2)
Here's a pic of the way I set this up :
The radius of the larger hexagon can be found as follows :
Area = 1 ....so....
3 r^2 sin (60) = 1
3r^2 * √3/2 = 1
r^2 = 2 / √27
r = √ [ 2 / √27 ]
The y coordinate of B is r * sin (60°) = √ [ 2 / √27 ] * [ √3 / 2 ]
And the y coordinate of F is r * sin (-60°) - √ [ 2 / √27 ] * [ √3 / 2 ]

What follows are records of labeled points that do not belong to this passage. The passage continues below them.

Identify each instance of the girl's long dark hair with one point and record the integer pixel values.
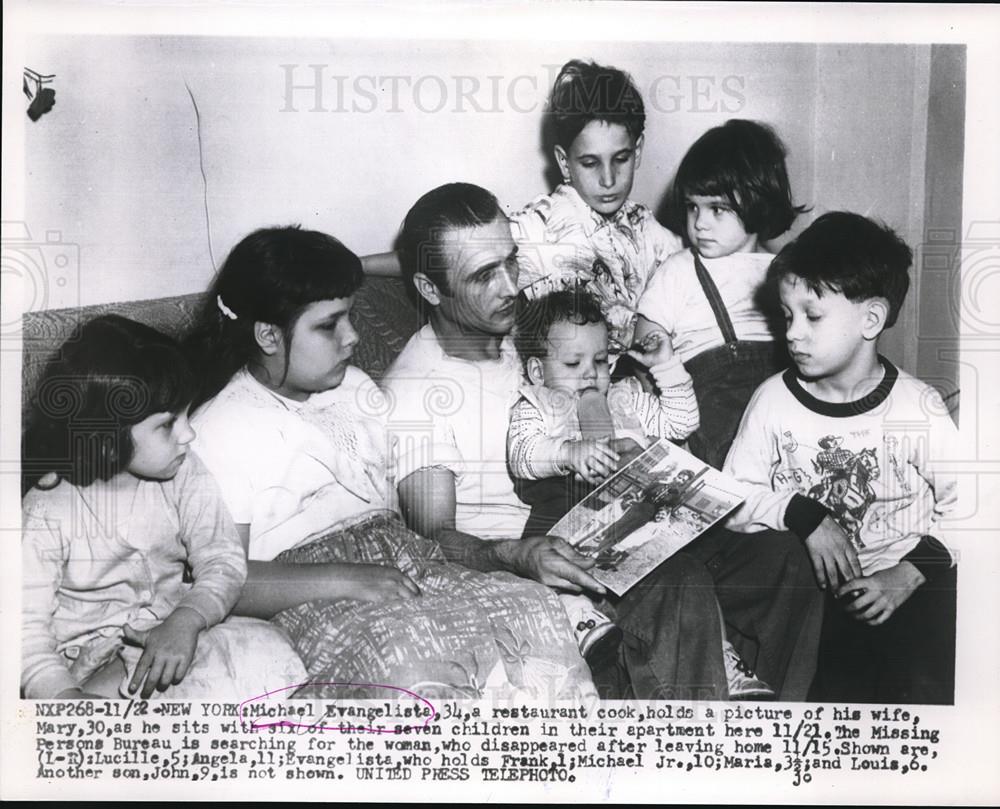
(111, 374)
(271, 276)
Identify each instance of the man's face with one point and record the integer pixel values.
(482, 278)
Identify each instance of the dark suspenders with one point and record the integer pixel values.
(715, 301)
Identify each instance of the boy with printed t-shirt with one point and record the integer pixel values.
(851, 453)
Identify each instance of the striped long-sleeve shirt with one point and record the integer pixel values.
(543, 418)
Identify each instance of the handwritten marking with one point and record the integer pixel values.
(284, 723)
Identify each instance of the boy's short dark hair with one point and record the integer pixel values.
(111, 374)
(744, 162)
(535, 318)
(850, 254)
(455, 205)
(585, 92)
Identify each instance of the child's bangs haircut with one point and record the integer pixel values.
(585, 92)
(535, 318)
(428, 223)
(271, 276)
(849, 254)
(743, 162)
(110, 375)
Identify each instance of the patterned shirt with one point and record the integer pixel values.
(883, 465)
(100, 556)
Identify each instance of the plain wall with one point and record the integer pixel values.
(115, 167)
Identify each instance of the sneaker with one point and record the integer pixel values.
(743, 683)
(597, 637)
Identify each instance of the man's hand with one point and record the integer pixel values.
(832, 555)
(168, 650)
(654, 348)
(873, 599)
(552, 562)
(77, 693)
(374, 583)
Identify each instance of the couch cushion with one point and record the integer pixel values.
(382, 315)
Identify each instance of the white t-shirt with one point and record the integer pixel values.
(453, 413)
(884, 465)
(675, 300)
(295, 470)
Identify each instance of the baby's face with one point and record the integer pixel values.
(577, 358)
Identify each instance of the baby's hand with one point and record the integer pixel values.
(653, 349)
(374, 583)
(592, 459)
(873, 599)
(833, 557)
(77, 693)
(168, 650)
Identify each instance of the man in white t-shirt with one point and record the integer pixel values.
(451, 390)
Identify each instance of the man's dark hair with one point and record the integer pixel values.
(432, 217)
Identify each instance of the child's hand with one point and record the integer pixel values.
(168, 650)
(873, 599)
(832, 555)
(654, 348)
(592, 459)
(374, 583)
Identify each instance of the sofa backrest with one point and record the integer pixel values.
(382, 314)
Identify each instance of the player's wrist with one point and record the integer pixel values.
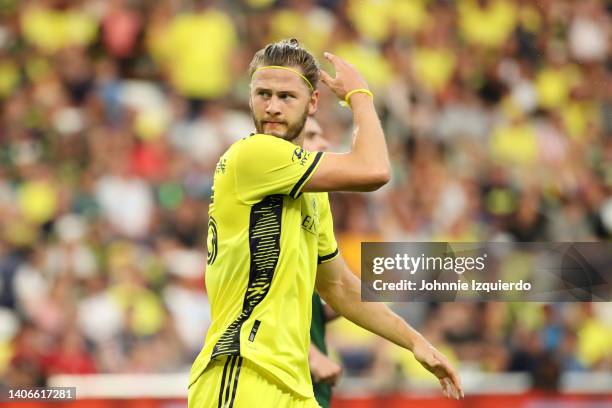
(357, 95)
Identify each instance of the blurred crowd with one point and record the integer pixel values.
(113, 115)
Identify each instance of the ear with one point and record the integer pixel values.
(314, 102)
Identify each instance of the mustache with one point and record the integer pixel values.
(273, 121)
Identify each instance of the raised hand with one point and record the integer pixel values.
(347, 77)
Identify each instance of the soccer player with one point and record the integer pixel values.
(324, 371)
(271, 241)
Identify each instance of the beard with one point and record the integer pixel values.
(291, 132)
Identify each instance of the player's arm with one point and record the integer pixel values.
(366, 167)
(341, 289)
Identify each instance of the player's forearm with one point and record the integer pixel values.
(344, 296)
(369, 145)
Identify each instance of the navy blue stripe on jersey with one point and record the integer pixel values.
(298, 186)
(221, 389)
(325, 258)
(264, 244)
(231, 404)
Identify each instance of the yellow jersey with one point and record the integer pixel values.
(265, 239)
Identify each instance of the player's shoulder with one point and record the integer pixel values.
(261, 139)
(267, 147)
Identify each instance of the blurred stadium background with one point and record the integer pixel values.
(113, 114)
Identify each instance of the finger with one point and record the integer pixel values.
(456, 381)
(335, 60)
(326, 78)
(452, 393)
(444, 388)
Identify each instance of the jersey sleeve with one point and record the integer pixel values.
(267, 165)
(328, 248)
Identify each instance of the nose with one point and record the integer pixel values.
(273, 107)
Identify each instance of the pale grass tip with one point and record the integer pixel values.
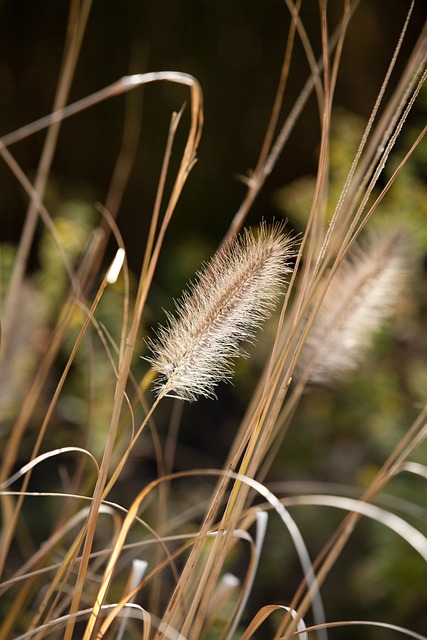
(364, 292)
(232, 295)
(116, 266)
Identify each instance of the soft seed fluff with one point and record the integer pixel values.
(363, 293)
(231, 297)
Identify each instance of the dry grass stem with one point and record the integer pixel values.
(231, 298)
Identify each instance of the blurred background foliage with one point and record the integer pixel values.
(235, 50)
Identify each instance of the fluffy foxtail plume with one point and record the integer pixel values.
(362, 295)
(233, 294)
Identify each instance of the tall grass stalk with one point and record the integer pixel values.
(340, 283)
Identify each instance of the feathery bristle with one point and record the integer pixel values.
(361, 296)
(233, 294)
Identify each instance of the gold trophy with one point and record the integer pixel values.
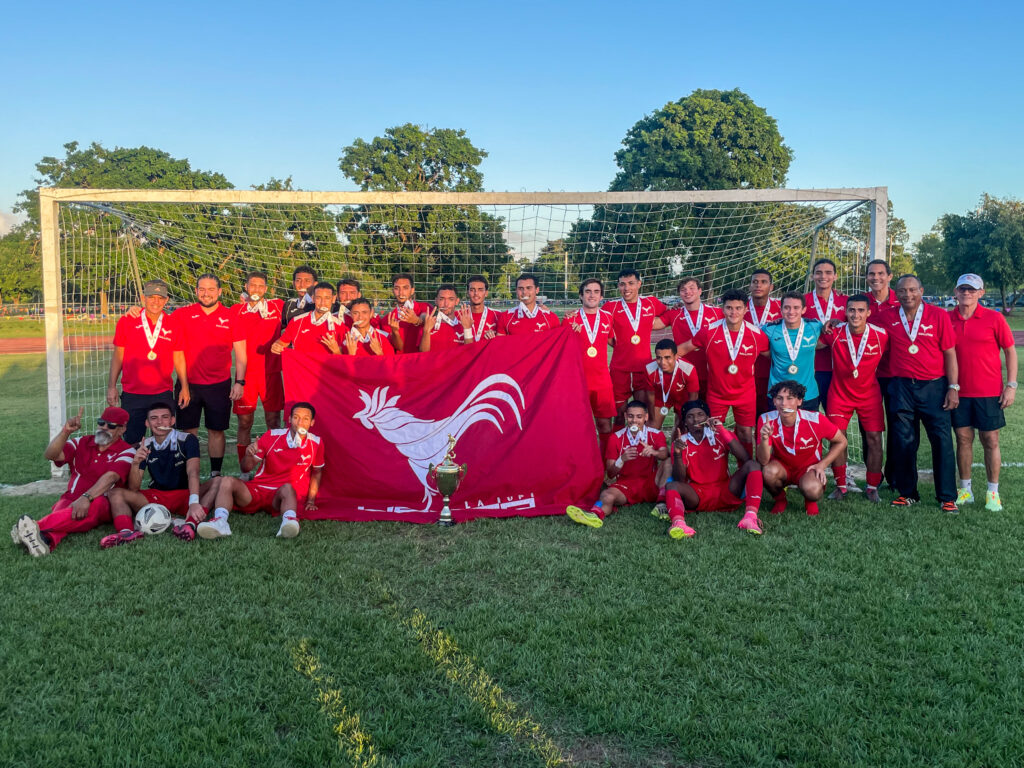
(446, 476)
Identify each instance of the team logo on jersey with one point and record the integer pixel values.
(425, 441)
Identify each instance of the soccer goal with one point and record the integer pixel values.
(100, 245)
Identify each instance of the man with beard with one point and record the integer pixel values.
(97, 463)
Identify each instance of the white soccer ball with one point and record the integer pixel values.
(153, 518)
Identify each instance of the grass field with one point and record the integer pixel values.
(864, 637)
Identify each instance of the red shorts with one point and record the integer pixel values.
(637, 489)
(270, 389)
(744, 408)
(870, 414)
(715, 496)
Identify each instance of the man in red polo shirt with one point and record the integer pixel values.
(98, 463)
(442, 330)
(529, 316)
(317, 333)
(981, 334)
(924, 389)
(146, 349)
(690, 317)
(407, 316)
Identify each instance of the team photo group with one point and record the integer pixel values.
(788, 374)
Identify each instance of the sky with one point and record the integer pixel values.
(924, 98)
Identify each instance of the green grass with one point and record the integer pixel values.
(864, 637)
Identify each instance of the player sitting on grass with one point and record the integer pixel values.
(172, 458)
(700, 469)
(631, 460)
(790, 446)
(290, 465)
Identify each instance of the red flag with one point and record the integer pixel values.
(517, 407)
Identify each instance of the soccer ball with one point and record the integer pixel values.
(153, 518)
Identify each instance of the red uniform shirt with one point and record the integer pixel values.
(139, 375)
(847, 388)
(722, 384)
(643, 467)
(516, 322)
(770, 311)
(305, 337)
(410, 332)
(934, 335)
(799, 445)
(259, 333)
(627, 355)
(707, 460)
(979, 339)
(284, 463)
(87, 463)
(681, 332)
(207, 339)
(679, 385)
(822, 358)
(594, 366)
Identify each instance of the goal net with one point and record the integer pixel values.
(108, 243)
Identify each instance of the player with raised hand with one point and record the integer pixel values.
(529, 316)
(700, 469)
(790, 446)
(171, 456)
(290, 463)
(857, 350)
(478, 322)
(317, 333)
(363, 339)
(631, 461)
(258, 321)
(442, 330)
(407, 316)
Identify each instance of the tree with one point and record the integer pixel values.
(989, 242)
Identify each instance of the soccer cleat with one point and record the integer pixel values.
(289, 528)
(31, 537)
(679, 529)
(965, 496)
(584, 517)
(214, 528)
(122, 537)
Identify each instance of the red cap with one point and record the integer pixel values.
(115, 415)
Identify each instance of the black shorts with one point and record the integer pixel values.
(981, 413)
(137, 407)
(211, 400)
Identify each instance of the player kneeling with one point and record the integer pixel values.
(790, 446)
(172, 458)
(631, 460)
(700, 466)
(290, 465)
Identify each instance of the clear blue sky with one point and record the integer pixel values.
(923, 97)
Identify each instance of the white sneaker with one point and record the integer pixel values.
(29, 535)
(289, 528)
(214, 528)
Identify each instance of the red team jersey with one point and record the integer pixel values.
(627, 355)
(822, 357)
(305, 337)
(207, 338)
(800, 445)
(139, 375)
(287, 464)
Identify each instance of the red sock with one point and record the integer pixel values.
(755, 487)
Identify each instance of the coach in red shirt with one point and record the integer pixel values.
(925, 387)
(981, 333)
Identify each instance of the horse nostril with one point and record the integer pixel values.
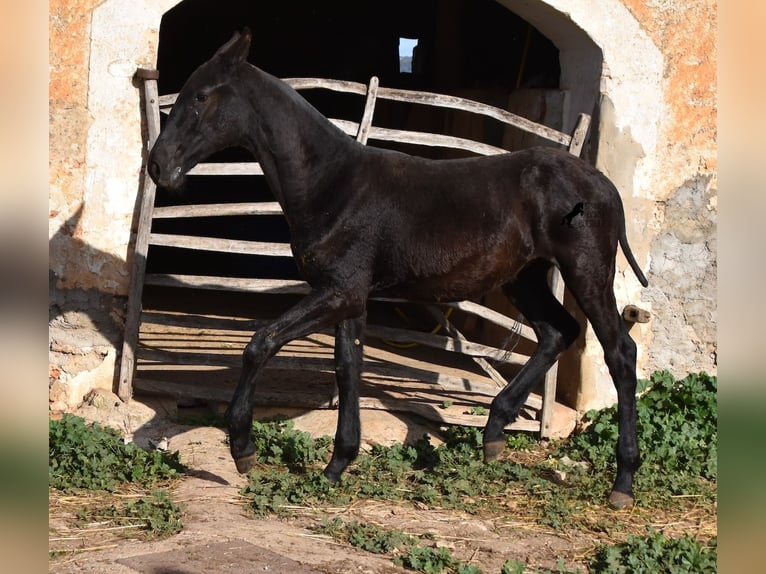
(154, 171)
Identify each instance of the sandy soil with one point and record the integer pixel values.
(219, 535)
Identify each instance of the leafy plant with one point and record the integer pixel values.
(278, 442)
(93, 456)
(656, 553)
(156, 514)
(677, 436)
(517, 567)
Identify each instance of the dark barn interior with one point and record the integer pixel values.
(476, 49)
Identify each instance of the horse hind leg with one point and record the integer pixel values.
(595, 295)
(556, 330)
(349, 341)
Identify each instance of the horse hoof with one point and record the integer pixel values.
(493, 449)
(620, 500)
(245, 464)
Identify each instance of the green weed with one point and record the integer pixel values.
(678, 439)
(677, 435)
(92, 456)
(157, 515)
(656, 553)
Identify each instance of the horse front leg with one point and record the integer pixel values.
(349, 345)
(315, 312)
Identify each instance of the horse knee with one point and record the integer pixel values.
(260, 348)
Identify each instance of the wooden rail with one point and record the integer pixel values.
(450, 340)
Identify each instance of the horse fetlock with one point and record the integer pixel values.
(620, 500)
(246, 463)
(493, 449)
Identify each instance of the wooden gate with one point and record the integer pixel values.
(437, 374)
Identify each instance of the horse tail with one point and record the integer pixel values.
(631, 259)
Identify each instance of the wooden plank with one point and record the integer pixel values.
(495, 317)
(429, 409)
(228, 168)
(248, 285)
(369, 110)
(457, 103)
(485, 365)
(327, 83)
(433, 140)
(135, 290)
(218, 209)
(455, 345)
(362, 131)
(551, 377)
(579, 134)
(221, 244)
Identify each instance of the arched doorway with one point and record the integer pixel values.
(602, 54)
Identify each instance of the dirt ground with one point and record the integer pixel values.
(220, 536)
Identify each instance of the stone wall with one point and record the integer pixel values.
(656, 135)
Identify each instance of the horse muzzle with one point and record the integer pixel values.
(167, 178)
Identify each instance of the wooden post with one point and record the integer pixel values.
(133, 316)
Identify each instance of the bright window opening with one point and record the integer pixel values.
(407, 48)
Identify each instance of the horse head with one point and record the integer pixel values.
(205, 118)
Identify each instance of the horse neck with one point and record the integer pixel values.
(298, 148)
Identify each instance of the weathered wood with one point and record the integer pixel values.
(148, 191)
(327, 83)
(221, 244)
(579, 134)
(432, 140)
(551, 377)
(453, 331)
(455, 344)
(427, 407)
(369, 109)
(377, 367)
(273, 286)
(496, 318)
(217, 209)
(457, 103)
(230, 168)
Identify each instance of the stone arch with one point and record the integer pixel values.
(605, 58)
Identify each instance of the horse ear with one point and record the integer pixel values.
(236, 49)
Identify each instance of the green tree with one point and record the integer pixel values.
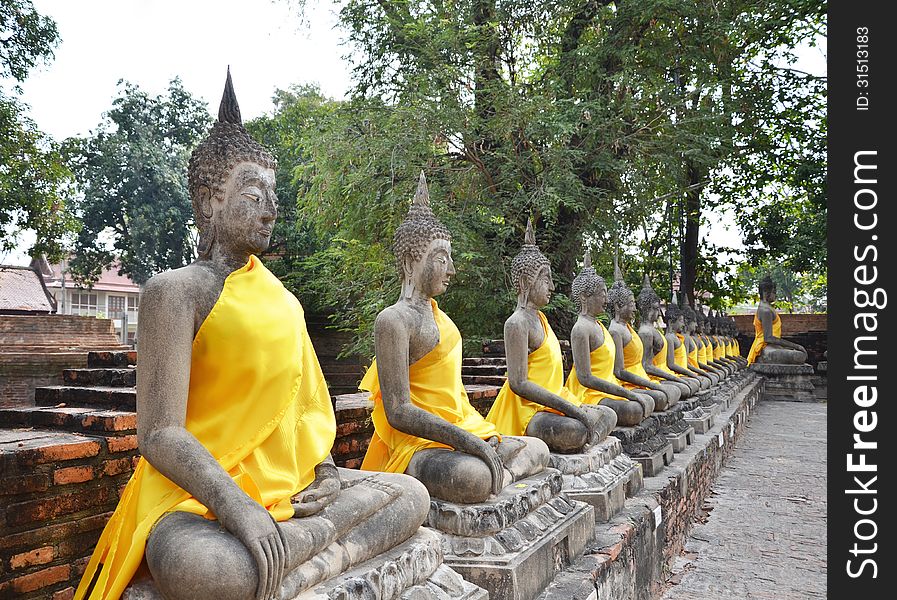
(34, 182)
(596, 117)
(132, 177)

And the distance between them, BF, is just 2 * √ [ 2 / √27 ] * [ √3 / 2 ] =
√ [ 2 / √27 ] * √3 =
√ [ 6 / √27]
Note that because they span equal arcs, chords AC and BF are equal
And by SSS, triangle CBA is congruent to triangle BAF and both are isosceles
And angle ACB = angle BAC = angle BAF = angle FBA
So angle FBA = angle BAC....so BH = HA
And angle CBA = angle BAE = 90°
So...subtracting equal angles , then angle HBI = angle HAM
And angle BHI = angle AHM
So...by SAS, triangle BHI is congruent to triangle AHM
But since HI is a transversal that cuts parallels DB and AE....then angle HAM = angle HIB
But angle HAM = angle HBI......so angle HBI = angle HIB
And angle HIB = angle HMA.....so angle HAM = angle HMA
So HM = AH and HI = HB
So.....HM = HI = AH = HB
So .....since triangles BHI and AHM are congruent.....then HM = HB
And by similar logic, we can prove that HM = MF
So..... HB = HM = HF
So....side HM of hexagon HIJKLM is 1/3 of BF
So....the area of the hexagon is
3 * [ 6 / √27] / 9 * √3 / 2 =
√3 / √27 =
√3 / [ 3 √3] =
1/3 units^2